Keys can also be sourced entirely from env vars:
Named alias with a pool¶
Models:
gpt4-pool:
ModelId: gpt-4o
ApiKeyEnvVar: OPENAI_API_KEY_1
ApiKeyEnvVars:
- OPENAI_API_KEY_2
- OPENAI_API_KEY_3
Agents:
- Name: Developer
Model: gpt4-pool
All agents that reference the same alias share the same KeyPoolChatClient instance, so rotation state is shared across agents. Cooldowns from one agent's 429 apply to all agents using that pool for the duration of the cooldown window.
Fallover chain¶
When a provider call fails with a classifiable error (rate limit, context exceeded, quota exhausted, or server error), fuseraft-cli can automatically retry on a different model. Configure an ordered FalloverModels list on any ModelConfig and the primary model is tried first; on failure the next entry is tried, and so on until one succeeds or all are exhausted.
Model:
ModelId: claude-opus-4-7
FalloverModels:
- gpt-4o # tried if Anthropic returns 429 or 5xx
- gemini-2.0-flash # final fallback
Each fallover entry supports the same shorthand as ModelId (a plain string) and goes through the full model resolution pipeline — including its own key pool if you configure ApiKeys or ApiKeyEnvVars on the fallover model.
How it works¶
- The primary model is tried first.
- If it throws an exception whose cause is in
FalloverOn, the error is logged to stderr and the next model in the chain is tried. - For streaming responses, fallover only fires before the first chunk is delivered — mid-stream exceptions propagate as-is (the caller has already received partial output).

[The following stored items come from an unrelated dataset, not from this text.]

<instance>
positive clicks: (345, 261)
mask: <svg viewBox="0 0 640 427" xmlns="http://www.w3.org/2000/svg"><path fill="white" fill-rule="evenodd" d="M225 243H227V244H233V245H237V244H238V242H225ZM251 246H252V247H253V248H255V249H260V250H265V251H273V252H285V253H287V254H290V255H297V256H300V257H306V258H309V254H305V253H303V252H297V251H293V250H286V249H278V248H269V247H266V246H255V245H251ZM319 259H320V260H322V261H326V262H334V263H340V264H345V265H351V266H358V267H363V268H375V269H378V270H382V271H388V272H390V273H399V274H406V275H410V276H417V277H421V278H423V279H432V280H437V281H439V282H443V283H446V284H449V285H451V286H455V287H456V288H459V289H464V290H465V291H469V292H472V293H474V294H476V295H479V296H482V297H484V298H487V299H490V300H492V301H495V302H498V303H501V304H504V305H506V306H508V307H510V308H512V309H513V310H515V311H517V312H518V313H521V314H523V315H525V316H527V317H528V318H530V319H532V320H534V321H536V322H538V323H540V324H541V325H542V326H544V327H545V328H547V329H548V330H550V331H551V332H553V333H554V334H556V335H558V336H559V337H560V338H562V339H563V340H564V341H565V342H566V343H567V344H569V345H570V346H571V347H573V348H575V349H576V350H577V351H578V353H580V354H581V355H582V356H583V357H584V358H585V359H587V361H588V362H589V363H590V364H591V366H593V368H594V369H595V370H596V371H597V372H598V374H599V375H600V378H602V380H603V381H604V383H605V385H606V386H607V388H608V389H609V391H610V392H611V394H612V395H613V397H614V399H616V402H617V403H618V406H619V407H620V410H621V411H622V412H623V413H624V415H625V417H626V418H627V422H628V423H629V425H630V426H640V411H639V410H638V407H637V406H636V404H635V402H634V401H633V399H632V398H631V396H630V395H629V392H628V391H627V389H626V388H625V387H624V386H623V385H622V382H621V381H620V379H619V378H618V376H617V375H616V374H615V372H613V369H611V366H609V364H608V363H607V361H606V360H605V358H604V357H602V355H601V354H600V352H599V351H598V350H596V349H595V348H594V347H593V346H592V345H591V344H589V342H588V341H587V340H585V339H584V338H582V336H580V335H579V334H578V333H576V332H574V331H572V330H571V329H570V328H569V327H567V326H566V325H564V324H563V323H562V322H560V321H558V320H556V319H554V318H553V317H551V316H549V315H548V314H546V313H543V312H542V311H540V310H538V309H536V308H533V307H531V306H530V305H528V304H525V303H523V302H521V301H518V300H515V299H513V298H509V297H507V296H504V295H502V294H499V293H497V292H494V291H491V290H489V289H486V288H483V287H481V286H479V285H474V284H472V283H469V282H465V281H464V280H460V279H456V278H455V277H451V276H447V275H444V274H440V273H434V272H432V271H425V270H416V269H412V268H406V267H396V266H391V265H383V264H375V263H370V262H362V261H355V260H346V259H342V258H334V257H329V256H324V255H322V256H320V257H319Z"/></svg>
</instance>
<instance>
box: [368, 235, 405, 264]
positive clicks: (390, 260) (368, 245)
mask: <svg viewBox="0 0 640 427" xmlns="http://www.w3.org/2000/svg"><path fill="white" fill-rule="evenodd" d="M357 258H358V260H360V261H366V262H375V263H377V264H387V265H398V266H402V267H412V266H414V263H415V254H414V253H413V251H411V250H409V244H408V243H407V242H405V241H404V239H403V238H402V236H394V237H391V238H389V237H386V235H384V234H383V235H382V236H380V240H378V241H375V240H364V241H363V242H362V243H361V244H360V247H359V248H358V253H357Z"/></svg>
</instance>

- If all models in the chain fail, the last exception is re-thrown.
Fallover reasons¶
| Reason | HTTP status | Trigger condition |
|---|---|---|
RateLimit |
429 | Request-rate limit hit (not billing-related). |
ContextExceeded |
400 | Prompt exceeded the model's context window. |
QuotaExceeded |
429 + quota/billing message | Account-level quota or billing limit reached. |
ServerError |
5xx | Provider-side server error after all per-request retries. |
AuthError |
401 / 403 | Invalid or missing credentials — not fallover-able by default. |
The default FalloverOn value covers all four recoverable reasons. Override it to restrict fallover to specific conditions:
Model:
ModelId: gpt-4o
FalloverModels:
- gemini-2.0-flash
FalloverOn:
- ContextExceeded # only fallover when the prompt is too long
Combining with credential pool rotation¶
FalloverModels and credential pool rotation work independently and compose well. The key pool rotates between API keys for the same model; the fallover chain switches to a different model when all keys on the primary are exhausted:
Model:
ModelId: claude-opus-4-7
ApiKeyEnvVar: ANTHROPIC_KEY_1
ApiKeyEnvVars:
- ANTHROPIC_KEY_2 # rotated to on 429
FalloverModels:
- gpt-4o # tried after all Anthropic keys are rate-limited
Named alias with a fallover chain¶
Models:
robust:
ModelId: claude-opus-4-7
FalloverModels:
- gpt-4o
- gemini-2.0-flash
Agents:
- Name: Developer
Model: robust
Reasoning models¶
Reasoning models (OpenAI o1/o3/o4, xAI grok-4.3) reject the temperature parameter. Leave Temperature unset (null) for these models.
xAI reasoning effort¶
grok-4.3 supports four reasoning depth levels controlled by the ReasoningEffort field:
| Value | Behaviour |
|---|---|
none |
Reasoning disabled — fastest, cheapest. Use for structured output, routing, and summarisation agents. |
low |
Light reasoning (default when unset on grok-4.3). Balances speed and analytical depth. |
medium |
More thinking tokens. Good for complex analysis, planning, and code review. |
high |
Maximum reasoning — slowest and most expensive. Reserve for the hardest problems. |
Models:
fast:
ModelId: grok-4.3
ApiKeyEnvVar: XAI_API_KEY
ReasoningEffort: none # structured output, routing agents
reasoning:
ModelId: grok-4.3
ApiKeyEnvVar: XAI_API_KEY
ReasoningEffort: low # general agentic work
deep:
ModelId: grok-4.3
ApiKeyEnvVar: XAI_API_KEY
ReasoningEffort: high # complex planning or review
The value is injected at the HTTP layer as "reasoning": {"effort": "..."} — no SDK-level support is required.
For OpenAI o1/o3/o4, leave ReasoningEffort unset; those models use a separate SDK-native mechanism (ReasoningEffortLevel) that the OpenAI SDK applies automatically.